We integrated these CorrGAN models into mlfinlab in an attempt to create a new module on Synthetic Data Generation. The result is a simple function that samples from CorrGAN and returns a ready to use financial correlation matrix.

CorrGAN in mlfinlab supports up to a 200 dimension matrix. Something to keep in mind is, the higher the dimension of the matrix generated, the longer it takes CorrGAN to generate a sample. On a semi-powerful CPU, it takes 5 seconds to generate a 50 dimension matrix.

Due to the models being large in size (>400 MB) we are including them as a downloadable model separate from the mlfinlab package.
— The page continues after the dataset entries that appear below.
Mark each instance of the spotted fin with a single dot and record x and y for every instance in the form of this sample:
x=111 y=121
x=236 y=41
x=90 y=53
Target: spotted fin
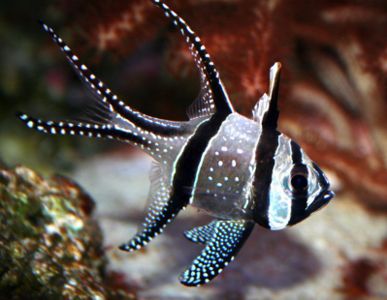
x=92 y=130
x=202 y=234
x=160 y=210
x=109 y=102
x=268 y=103
x=213 y=96
x=226 y=240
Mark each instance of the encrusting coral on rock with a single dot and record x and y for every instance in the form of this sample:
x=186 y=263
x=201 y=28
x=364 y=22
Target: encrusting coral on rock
x=50 y=247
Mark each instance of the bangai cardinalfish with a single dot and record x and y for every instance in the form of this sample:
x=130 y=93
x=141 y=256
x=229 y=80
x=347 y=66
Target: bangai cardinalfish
x=241 y=171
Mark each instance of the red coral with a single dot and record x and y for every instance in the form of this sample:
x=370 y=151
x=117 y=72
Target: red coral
x=334 y=53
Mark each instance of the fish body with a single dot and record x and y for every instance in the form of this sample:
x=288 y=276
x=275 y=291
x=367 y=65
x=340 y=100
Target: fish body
x=239 y=170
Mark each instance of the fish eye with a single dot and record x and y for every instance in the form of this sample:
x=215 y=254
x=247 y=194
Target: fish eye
x=299 y=182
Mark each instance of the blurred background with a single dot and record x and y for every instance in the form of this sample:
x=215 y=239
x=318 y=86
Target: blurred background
x=333 y=101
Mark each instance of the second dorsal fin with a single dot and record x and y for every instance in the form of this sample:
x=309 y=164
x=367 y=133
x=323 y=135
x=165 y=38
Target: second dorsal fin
x=266 y=110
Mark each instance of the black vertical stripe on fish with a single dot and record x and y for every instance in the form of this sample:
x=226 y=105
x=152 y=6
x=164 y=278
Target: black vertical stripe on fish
x=184 y=176
x=188 y=164
x=299 y=198
x=265 y=158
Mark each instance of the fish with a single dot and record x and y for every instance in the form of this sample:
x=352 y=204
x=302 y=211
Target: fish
x=241 y=171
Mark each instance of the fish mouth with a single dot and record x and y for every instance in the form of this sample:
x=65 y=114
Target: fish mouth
x=328 y=195
x=321 y=200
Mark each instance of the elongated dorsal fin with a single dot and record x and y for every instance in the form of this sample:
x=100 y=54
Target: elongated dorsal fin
x=213 y=96
x=266 y=110
x=108 y=100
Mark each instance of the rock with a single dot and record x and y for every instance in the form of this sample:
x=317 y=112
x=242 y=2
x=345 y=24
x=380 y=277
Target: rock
x=50 y=246
x=316 y=259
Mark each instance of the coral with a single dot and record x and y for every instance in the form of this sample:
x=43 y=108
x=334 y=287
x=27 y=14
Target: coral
x=334 y=86
x=50 y=247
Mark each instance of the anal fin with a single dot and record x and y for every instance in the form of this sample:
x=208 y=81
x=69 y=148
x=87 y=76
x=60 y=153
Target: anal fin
x=160 y=210
x=226 y=240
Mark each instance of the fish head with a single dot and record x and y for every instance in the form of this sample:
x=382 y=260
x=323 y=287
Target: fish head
x=298 y=187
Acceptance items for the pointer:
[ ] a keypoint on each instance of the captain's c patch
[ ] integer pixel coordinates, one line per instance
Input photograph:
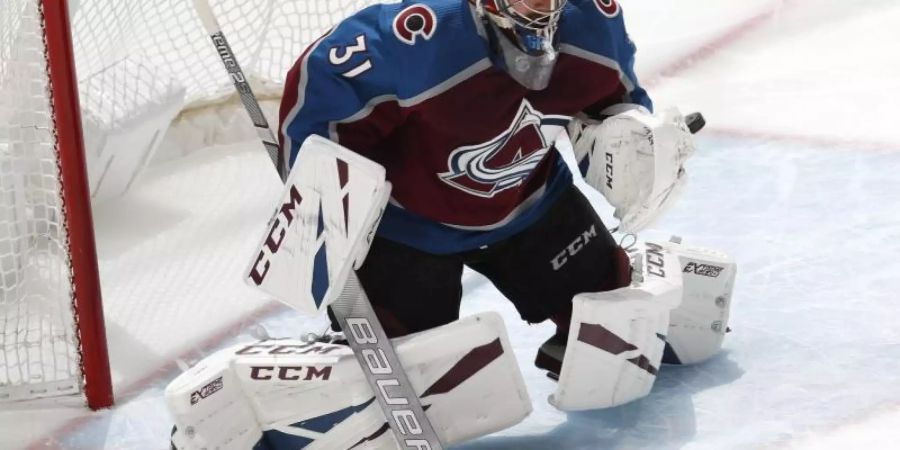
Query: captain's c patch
(413, 22)
(609, 8)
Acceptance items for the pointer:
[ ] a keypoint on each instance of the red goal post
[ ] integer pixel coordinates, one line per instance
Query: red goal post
(48, 241)
(147, 80)
(77, 204)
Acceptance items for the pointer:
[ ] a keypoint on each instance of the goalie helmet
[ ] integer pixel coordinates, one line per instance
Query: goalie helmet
(532, 23)
(522, 36)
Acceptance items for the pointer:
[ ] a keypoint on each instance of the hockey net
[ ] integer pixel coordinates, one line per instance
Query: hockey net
(142, 66)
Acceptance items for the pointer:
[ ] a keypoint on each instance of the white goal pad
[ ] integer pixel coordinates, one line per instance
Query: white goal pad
(617, 338)
(280, 394)
(322, 226)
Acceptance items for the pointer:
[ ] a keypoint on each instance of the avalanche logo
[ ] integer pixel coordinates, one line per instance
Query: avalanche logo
(505, 162)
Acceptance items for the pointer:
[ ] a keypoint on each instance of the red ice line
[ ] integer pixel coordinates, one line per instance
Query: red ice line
(702, 53)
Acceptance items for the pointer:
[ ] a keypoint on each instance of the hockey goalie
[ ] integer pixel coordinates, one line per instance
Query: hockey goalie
(421, 138)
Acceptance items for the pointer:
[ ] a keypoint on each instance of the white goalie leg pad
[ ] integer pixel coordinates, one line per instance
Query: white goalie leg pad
(697, 327)
(616, 338)
(314, 396)
(210, 408)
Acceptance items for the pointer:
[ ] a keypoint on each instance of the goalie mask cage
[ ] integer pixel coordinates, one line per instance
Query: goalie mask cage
(142, 66)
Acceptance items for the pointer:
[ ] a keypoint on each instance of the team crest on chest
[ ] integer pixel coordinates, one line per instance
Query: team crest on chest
(486, 169)
(609, 8)
(414, 22)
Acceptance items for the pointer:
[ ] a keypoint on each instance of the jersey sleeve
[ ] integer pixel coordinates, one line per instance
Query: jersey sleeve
(340, 88)
(599, 29)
Besides financial correlation matrices, according to other researchers, the generation of large and noisy correlation/covariance matrices is useful for the fields of biology, medicine, and more!

References:

  1. Abasi, B., Margenot, M. and Granizo-Mackenzie, D.  (n.d.) The Capital Asset Pricing Model and Arbitrage Pricing Theory [Online]. Available at: https://www.quantopian.com/lectures/the-capital-asset-pricing-model-and-arbitrage-pricing-theory. (Accessed: 26 Aug 2020)
  1. Laloux, L., Cizeau, P., Potters, M. and Bouchaud, J.P., 2000. Random matrix theory and financial correlations. International Journal of Theoretical and Applied Finance, 3(03), pp.391-397.
  1. Hüttner, A., Mai, J., and Mineo, S., 2018. Portfolio selection based on graphs: Does it align with Markowitz-optimal portfolios?. Dependence Modeling, 6(1), pp.63-87
  1. Marti, G., 2020a, May. CorrGAN: Sampling Realistic Financial Correlation Matrices Using Generative Adversarial Networks. In ICASSP 2020-2020 IEEE International Conference on Acoustics, Speech and Signal Processing (ICASSP) (pp. 8459-8463). IEEE
  1. Marti, G. (2020b) TF 2.0 DCGAN for 100×100 financial correlation matrices [Online]. Available at: https://marti.ai/ml/2019/10/13/tf-dcgan-financial-correlation-matrices.html. (Accessed: 17 Aug 2020)
  1. Goodfellow, I., Pouget-Abadie, J., Mirza, M., Xu, B., Warde-Farley, D., Ozair, S., Courville, A. and Bengio, Y., 2014. Generative adversarial nets. In Advances in neural information processing systems (pp. 2672-2680).